Не знаю, что и думать, может, эти дети принадлежат уже какой-то иной цивилизации? Неужели инопланетяне?
Мегаполис
Был в Москве. Люблю я этот город. В нем никому нет до тебя дела, и тебе тоже, есть дело только до самого себя. Вокруг тебя все движется, причем одновременно и во все стороны. Множество народу, пробегающего мимо, задевающего, отталкивающего и не извиняющегося при этом. Все верно, в большой семье, как говорится, «не стой под стрелой».
Выходим из гипермегасупермаркета, раздавившего меня, провинциала, громадьем своих этажей. Идем к машине. Дочь возмущается, ну вот, еще и автостоянку умудрились превратить в овощной рынок. Что делать? Москва хочет есть, а ест она много. Только со стоянки из-за арбузов выезжать действительно трудновато.

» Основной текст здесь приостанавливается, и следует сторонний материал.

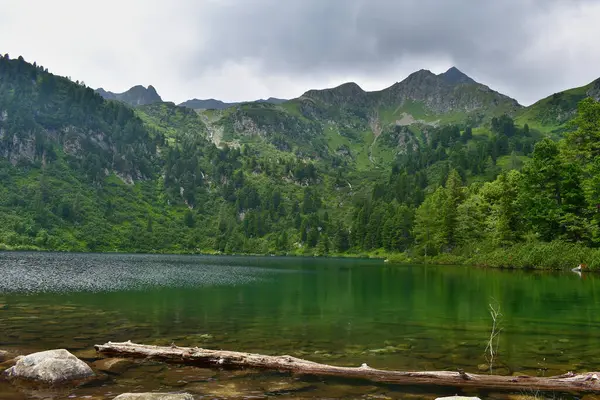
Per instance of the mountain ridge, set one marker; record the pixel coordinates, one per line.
(137, 95)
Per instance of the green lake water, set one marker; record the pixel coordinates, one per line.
(337, 311)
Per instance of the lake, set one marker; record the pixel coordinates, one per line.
(336, 311)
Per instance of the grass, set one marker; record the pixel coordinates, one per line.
(528, 255)
(551, 114)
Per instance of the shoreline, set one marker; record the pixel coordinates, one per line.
(555, 256)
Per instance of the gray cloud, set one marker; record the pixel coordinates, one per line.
(244, 49)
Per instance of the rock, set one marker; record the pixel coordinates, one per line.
(154, 396)
(51, 366)
(458, 398)
(87, 355)
(483, 368)
(7, 364)
(112, 365)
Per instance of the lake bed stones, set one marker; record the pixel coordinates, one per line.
(154, 396)
(51, 366)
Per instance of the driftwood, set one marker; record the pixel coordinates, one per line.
(570, 382)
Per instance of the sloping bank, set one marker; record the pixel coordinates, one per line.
(528, 255)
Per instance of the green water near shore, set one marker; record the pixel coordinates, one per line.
(337, 311)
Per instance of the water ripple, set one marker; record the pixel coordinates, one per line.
(68, 272)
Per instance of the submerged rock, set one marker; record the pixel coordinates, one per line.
(154, 396)
(458, 398)
(51, 366)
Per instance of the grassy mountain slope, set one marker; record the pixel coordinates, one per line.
(552, 113)
(213, 104)
(136, 96)
(338, 170)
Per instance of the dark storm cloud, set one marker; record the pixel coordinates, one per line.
(246, 49)
(320, 37)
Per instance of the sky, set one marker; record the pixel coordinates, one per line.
(236, 50)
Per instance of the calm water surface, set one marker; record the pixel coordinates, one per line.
(337, 311)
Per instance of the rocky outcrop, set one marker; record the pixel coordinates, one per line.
(51, 366)
(154, 396)
(136, 96)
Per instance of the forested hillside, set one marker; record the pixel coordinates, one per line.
(433, 166)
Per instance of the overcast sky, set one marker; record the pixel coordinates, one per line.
(248, 49)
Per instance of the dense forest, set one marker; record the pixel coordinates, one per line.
(82, 173)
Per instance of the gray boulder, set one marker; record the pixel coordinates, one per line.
(154, 396)
(52, 366)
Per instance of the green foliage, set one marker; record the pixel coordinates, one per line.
(85, 174)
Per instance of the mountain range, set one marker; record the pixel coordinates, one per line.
(91, 170)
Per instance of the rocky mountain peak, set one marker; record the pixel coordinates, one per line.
(455, 76)
(136, 96)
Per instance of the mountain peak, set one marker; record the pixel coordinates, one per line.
(138, 95)
(455, 76)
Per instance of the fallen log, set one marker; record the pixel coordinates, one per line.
(569, 382)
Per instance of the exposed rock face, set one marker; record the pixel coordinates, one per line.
(214, 104)
(154, 396)
(52, 366)
(443, 94)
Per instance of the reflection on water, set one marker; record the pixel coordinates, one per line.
(343, 312)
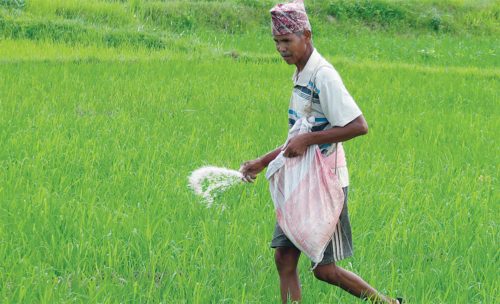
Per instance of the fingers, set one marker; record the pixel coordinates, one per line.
(248, 178)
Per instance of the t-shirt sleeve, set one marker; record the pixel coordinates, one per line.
(336, 102)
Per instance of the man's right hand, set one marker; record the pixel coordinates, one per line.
(250, 169)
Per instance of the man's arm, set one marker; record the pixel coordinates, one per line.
(298, 145)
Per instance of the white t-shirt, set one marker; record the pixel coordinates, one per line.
(332, 105)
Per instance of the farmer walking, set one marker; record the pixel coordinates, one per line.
(337, 119)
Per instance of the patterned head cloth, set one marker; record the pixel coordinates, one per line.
(289, 18)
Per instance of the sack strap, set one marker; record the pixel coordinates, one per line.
(308, 107)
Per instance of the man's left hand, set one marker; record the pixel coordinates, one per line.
(296, 146)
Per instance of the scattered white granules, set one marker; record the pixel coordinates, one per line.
(209, 181)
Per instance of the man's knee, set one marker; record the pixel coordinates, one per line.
(327, 273)
(286, 259)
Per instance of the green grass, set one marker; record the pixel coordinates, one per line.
(97, 140)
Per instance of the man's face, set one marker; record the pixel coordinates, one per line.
(292, 47)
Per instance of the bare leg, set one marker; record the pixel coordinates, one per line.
(350, 282)
(286, 259)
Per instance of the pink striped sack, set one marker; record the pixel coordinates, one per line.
(307, 195)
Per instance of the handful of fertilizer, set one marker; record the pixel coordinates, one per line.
(208, 181)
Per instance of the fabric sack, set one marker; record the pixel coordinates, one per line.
(307, 196)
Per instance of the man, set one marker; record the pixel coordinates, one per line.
(337, 119)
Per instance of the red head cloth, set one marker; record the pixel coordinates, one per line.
(289, 18)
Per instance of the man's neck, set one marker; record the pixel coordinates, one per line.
(302, 63)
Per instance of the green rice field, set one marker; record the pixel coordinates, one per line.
(97, 141)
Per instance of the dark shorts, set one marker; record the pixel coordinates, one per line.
(339, 248)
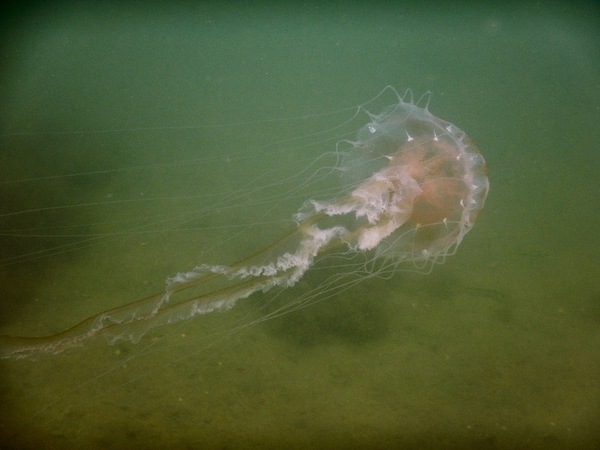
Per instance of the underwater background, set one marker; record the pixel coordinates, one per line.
(118, 115)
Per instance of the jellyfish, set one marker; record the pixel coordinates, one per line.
(414, 186)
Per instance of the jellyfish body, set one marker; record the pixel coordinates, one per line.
(417, 184)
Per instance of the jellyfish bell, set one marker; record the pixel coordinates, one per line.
(412, 187)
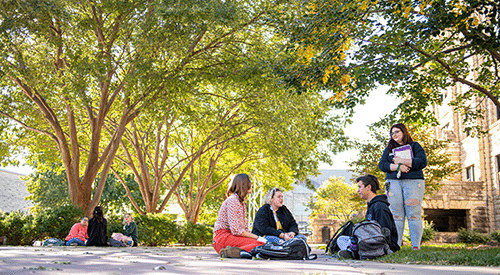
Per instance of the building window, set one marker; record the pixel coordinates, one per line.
(497, 158)
(469, 173)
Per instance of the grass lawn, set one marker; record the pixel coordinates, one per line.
(447, 254)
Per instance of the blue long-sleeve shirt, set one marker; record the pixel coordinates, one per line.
(419, 162)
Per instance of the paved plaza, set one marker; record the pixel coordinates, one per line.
(192, 260)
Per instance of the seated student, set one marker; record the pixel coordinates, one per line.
(378, 210)
(130, 237)
(78, 233)
(274, 221)
(98, 228)
(232, 238)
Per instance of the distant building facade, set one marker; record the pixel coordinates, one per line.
(470, 199)
(14, 192)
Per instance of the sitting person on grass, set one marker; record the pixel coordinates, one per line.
(98, 228)
(129, 238)
(78, 233)
(232, 238)
(378, 210)
(274, 221)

Останавливаемся возле автомобиля, дочка укладывает авоськи в багажник, матушка сторожит перманентно в любую сторону готовую сорваться Алису. Я стою рядом и держу в одной руке пакет, а другой прижимаю к себе мою маленькую восьмимесячную Полинку-Пылинку, время от времени целуя ее в макушку.
Вижу женщину, наверно, одних со мной лет, одета она очень просто, в руках привычные авоськи.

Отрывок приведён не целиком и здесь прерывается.